Com base nisso, Claude Lévi-Strauss se permitiu um pouco de “otimismo”: a sociedade vai poder se libertar da maldição de ter que explorar os homens para que o progresso aconteça e a cultura possa assumir definitivamente a tarefa de “fabricar” o progresso, ou seja – nós acrescentamos – de redefinir seus “valores”, de resolver o enigma da “sustentabilidade”.
Dito de outro modo e com algumas inflexões. A transformação das máquinas em homens não é o fato da robotização (como Claude Lévi-Strauss pensava, não por acaso no Japão!), mas da centralidade dos processos de produção da “subjetividade”. Não um processo linear de libertação tecnológica, mas uma nova alternativa entre uma exploração (heteronomia) que, investindo a própria vida, se aparenta a uma nova escravidão e uma libertação que, por ter como base a potência cooperativa da vida, pode afirmar uma real autonomia. No cerne dessa alternativa, temos pois a possibilidade de repensar relação entre o trabalho da cultura e o os valores da sociedade.
O governo Lula tinha dois embriões, precários mas potentíssimos desse horizonte: o Bolsa Família e os Pontos de Cultura (e o MinC como um todo). O Bolsa Família era (e ainda pode vir a ser) uma potentíssima politica cultural: uma política da relação entre homem e natureza, ou seja do reconhecimento das dimensões produtivas da própria vida (da produção de subjetividade) e por isso teve um sucesso político, social e econômico imprevisto; os Pontos de Cultura são uma potencial política social, ou seja capaz de enfrentar a questão sem resposta da sustentabilidade, na medida que articulam o reconhecimento produtivo da vida (Bolsa Família) com a mobilização democrática do trabalho (os pontos e os editais, o trabalho colaborativo das redes mais em geral). Contrariamente à miopia do burocrata e à cegueira do governo, os Pontos de Cultura e o conjunto de políticas inovadoras do MinC constituem a própria base para resolver o enigma da sustentabilidade.

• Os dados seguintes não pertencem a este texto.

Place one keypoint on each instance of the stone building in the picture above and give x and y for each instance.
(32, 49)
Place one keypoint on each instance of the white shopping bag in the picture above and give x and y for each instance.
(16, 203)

Foi com esses dois embriões – Bolsa Família como política cultural e Pontos de Cultura como política social – que o país enfrentou a crise econômica iniciada em 2008 e é somente na continuidade e no aprofundamento dessas ações conjuntas que o Governo Dilma poderá enfrentar o desafio da construção de uma democracia real, exatamente nos mesmos termos que – na Espanha – é um novo tipo de movimento social que pratica: Democracia Real Ya.